Fahri mengaku dirinya mulai menemukan akar ketimpangan yang cukup mengkhawatirkan. “Memang bangsa kita punya daya tahan. Tapi waktu bisa punya kehendak lain,” ucapnya.
“Demikianlah waktu dan sejarah mengajarkan kita, imperium, kerajaan dan negara datang silih berganti, bangkit dan tumbang oleh waktu. Salah satu sebabnya, seperti yang digambarkan oleh sebagian dari 3 penulis di atas adalah soal ketimpangan ekonomi yang menganga,” tambah dia.
Kata Fahri, Thomas Piketty adalah ekonom Prancis yang banyak sekali melakukan studi tentang ketimpangan ekonomi. Salah satu penyebab ketimpangan, katanya hampir di semua negara tingkat pengembalian modal selalu tumbuh lebih cepat 5 sampai 7 kali lipat dari pertumbuhan ekonominya.
Karena itu, pidato @prabowo adalah jalan keluar dan sekaligus katarsis bagi yg cemas bahwa kecemasan itu ada yang mewakili. Kita Harus memikirkan ini, kita harus atasi ini. Negara dalam ketimpangan adalah negara dalam ancaman kepunahan. #NegaraBisaPunah
— #AyoMoveOn2024 (@Fahrihamzah) December 18, 2018
Jadi, lanjutnya, faktor modal jauh lebih diuntungkan dari pada faktor produksi lain seperti tenaga kerja atau upah buruh. Apa lagi di Indonesia, upah buruh per tahun dipatok dan harus mengikuti besaran angka pertumbuhan ekonomi, tidak boleh lebih. Sedangkan keuntungan pemodal bisa naik 5-7 kali lipat dalam tahun yang sama. Makanya Indonesia banyak memiliki konglomerat yang masuk orang-orang terkaya dunia dan mereka menjadi elit ekonomi yang membangun kekuatan dan kendali dengan dengan dukungan elit politik.
Kemudian, kata dia lagi, Global Wealth Report merilis 1% orang terkaya di Indonesia menguasai 46,6% kekayaan penduduk. Dan 10% orang terkayanya menguasasi 75,3% kekayaan total penduduk Indonesia.

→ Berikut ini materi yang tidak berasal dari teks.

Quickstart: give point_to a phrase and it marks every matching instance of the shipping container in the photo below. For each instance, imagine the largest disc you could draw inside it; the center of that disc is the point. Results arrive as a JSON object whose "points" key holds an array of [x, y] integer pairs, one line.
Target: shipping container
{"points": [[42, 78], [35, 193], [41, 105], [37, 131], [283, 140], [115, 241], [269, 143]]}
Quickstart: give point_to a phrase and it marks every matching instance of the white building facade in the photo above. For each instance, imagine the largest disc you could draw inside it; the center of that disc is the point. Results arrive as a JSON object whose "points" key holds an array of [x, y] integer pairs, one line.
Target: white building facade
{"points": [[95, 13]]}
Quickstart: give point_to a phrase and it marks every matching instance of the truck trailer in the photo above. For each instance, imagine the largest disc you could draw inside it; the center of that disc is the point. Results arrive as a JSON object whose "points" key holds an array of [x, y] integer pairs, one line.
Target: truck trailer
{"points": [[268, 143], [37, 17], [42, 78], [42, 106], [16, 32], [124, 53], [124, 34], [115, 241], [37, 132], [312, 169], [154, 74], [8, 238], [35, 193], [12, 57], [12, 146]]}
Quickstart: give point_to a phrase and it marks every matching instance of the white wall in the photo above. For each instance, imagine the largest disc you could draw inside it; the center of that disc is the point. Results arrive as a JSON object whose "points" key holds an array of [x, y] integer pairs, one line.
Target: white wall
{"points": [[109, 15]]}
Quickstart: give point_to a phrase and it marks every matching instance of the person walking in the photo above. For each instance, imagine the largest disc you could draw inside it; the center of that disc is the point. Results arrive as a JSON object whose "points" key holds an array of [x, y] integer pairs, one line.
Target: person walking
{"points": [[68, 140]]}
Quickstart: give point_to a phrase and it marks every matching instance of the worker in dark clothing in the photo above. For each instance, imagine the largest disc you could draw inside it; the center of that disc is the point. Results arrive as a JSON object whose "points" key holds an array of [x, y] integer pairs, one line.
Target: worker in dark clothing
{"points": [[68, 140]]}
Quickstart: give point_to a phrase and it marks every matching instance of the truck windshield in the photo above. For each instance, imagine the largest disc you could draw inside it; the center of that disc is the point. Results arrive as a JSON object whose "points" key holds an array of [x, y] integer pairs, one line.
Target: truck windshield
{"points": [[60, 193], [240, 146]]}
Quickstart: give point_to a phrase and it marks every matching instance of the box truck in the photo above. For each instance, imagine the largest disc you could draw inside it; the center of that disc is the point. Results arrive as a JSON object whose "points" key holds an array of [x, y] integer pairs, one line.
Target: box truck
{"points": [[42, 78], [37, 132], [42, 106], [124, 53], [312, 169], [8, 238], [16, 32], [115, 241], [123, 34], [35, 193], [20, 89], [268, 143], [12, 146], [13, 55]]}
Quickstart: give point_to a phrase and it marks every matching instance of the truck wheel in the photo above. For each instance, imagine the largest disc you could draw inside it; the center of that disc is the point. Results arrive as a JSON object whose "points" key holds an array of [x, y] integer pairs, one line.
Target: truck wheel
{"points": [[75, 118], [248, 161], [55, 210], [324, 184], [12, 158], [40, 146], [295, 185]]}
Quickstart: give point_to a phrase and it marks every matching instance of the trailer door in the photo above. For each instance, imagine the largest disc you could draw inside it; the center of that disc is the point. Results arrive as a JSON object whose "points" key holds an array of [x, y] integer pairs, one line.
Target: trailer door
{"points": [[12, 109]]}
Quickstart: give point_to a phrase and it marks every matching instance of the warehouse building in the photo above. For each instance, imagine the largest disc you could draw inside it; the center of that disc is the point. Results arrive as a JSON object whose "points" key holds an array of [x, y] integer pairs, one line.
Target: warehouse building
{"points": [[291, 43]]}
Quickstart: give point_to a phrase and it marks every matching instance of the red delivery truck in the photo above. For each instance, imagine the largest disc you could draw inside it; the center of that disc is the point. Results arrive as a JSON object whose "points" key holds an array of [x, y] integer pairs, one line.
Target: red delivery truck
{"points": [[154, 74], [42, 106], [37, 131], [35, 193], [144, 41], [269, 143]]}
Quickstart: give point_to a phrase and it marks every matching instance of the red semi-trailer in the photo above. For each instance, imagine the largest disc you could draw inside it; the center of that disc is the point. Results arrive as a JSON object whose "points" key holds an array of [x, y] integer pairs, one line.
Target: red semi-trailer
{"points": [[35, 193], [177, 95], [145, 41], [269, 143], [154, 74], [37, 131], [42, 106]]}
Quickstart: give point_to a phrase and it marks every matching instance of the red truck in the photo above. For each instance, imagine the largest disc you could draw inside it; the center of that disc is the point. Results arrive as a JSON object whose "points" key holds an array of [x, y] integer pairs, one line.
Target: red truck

“Sehingga ketika Prabowo mengatakan ekonomi kita di kuasasi segelitir elit, itu sangat masuk akal dan gejala ini bukan hanya terjadi di Indonesia, ini sudah menjadi isu dan permasalahan global. Sudah banyak elit dan para intelektual bicara tentang ini,” lanjutnya.
“Sekali lagi, suara Pak Prabowo di Indonesia sangat relevan dan sangat mewakili suatu kecemasan. Beliau adalah anak begawan ekonomi Prof Sumitro Djoyohadikusumo dan keluarga yang sangat melek dengan ekonomi suatu negara,” kata Fahri lagi.